Les enseignants ont enregistré des commentaires comme le faisait Isabelle Cabot : une caméra pointée sur la copie papier de l’examen corrigé.
Ils ont enregistré des rétroactions seulement pour les étudiants qui avaient échoué l’examen corrigé.
Exemple d’une rétroaction enregistrée par une enseignante de mathématique. (Les premières secondes ont été coupées pour préserver l’anonymat de l’étudiant visé.)
Les étudiants sont ravis!
Les étudiants visés par les rétroactions vidéo ont aimé pouvoir revoir les explications de l’enseignant à volonté. Ils jugent que ces explications leur ont permis de mieux comprendre leurs erreurs.

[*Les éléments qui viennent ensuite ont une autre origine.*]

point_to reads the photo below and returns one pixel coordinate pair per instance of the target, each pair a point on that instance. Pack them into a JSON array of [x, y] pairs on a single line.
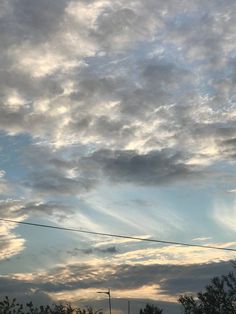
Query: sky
[[116, 117]]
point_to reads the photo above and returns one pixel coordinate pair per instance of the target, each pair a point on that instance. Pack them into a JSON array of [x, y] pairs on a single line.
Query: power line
[[112, 235]]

De plus, quantitativement, les rétroactions vidéo sont liées à de meilleurs résultats finaux dans les cours concernés.
La vidéo m’a vraiment encouragée à rester dans ce cours ! Elle m’a démontré que je pouvais réussir et que mon prof s’intéresse à ma réussite. J’ai vraiment apprécié ce geste!
Mais ça représente beaucoup de travail pour les enseignants…

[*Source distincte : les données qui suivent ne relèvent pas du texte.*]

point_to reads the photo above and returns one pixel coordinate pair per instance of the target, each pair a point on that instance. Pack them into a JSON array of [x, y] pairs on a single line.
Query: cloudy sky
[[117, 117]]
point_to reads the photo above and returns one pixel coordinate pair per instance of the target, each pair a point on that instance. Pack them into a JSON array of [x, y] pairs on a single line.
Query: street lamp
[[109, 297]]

Enregistrer une rétroaction de 10 minutes, en plus du travail de correction sur papier, représente évidemment une charge de travail additionnelle pour l’enseignant.
À cela s’ajoute le temps nécessaire au dépôt des vidéos sur YouTube. Puis, il faut rédiger des courriels personnalisés pour transmettre les vidéos à chacun des étudiants. J’ai moi-même testé un procédé similaire et je partage l’avis de l’un des enseignants participants : le processus est répétitif et stressant. Il ne faut pas se tromper en envoyant la mauvaise vidéo à un étudiant!

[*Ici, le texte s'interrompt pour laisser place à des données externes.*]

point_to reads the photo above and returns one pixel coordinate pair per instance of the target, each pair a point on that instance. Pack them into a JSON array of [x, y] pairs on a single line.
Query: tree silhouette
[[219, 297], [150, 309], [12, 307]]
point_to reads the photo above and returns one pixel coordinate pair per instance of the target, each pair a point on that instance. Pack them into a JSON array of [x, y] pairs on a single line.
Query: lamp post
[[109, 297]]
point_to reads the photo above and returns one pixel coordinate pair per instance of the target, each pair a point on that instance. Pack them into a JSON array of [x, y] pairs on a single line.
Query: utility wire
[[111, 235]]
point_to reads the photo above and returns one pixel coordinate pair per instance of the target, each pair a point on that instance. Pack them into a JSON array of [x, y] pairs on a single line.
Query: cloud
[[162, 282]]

Ceci dit, les efforts investis n’en valent-ils pas la peine, s’ils contribuent à la réussite des étudiants?
Une pratique inspirante pour mon enseignement
J’ai déjà utilisé la rétroaction vidéo pour corriger les rapports de laboratoire de mes étudiants. Je corrigeais l’entièreté des rapports de laboratoire à l’écran, dans des vidéos de plus de 20 minutes. Comme je parlais, j’écrivais moins sur les copies.
J’ai (tout à fait non scientifiquement) remarqué que les étudiants plus faibles semblaient plus intéressés par cette méthode que les plus forts. Peut-être que les plus forts, habiles lecteurs, « perdaient » un peu de temps à m’écouter corriger l’entièreté de leurs rapports, alors que lire des commentaires plus complets en marge aurait été aussi clair pour eux. En ce sens, l’idée de commenter seulement les copies des étudiants plus faibles me semble une voie très intéressante.
Et la réutilisation des examens?
Reste un problème à solutionner : une fois une question d’examen filmée et diffusée sur YouTube (même en mode non répertorié), il est malvenu de la réutiliser dans un examen futur. Certains enseignants participants estiment que « le fait de réutiliser les mêmes questions contribue à leur validité » au fil du temps. Ils ne souhaitent donc pas les rendre inutilisables en les filmant (Cabot, 2017, p.99).
Dans son rapport de recherche, Isabelle Cabot n’identifie pas de solution à ce problème. Les suggestions sont bienvenues! Faites-nous part de vos idées dans la zone de commentaires!
J’enseigne le français langue seconde et mes élèves expriment les mêmes commentaires au sujet de la pertinence de cette rétroaction. « J’ai l’impression que vous êtes assis à côté de moi et j’aime pouvoir réécouter l’enregistrement » (surtout dans une langue seconde). Dans le même esprit, je filme les exposés oraux que je télécharge dans Youtube en mode non répertorié aussi. Cette fois, la vidéo fait en sorte que ma rétroaction est moins pertinente que leur autoévaluation. On a beau dire à un ou une élève qu’elle a joué dans ses cheveux ou qu’elle s’est dandinée sur place du début à la fin, ça ne veut rien dire puisqu’elle l’a oublié dès la fin de sa présentation. Se voir faire… comme on dit, vaut 1000 mots. https://ant.umn.edu/ permet de commenter des vidéos au fur et à mesure de l’écoute.
Excellente idée de filmer les étudiants pendant leurs exposés oraux!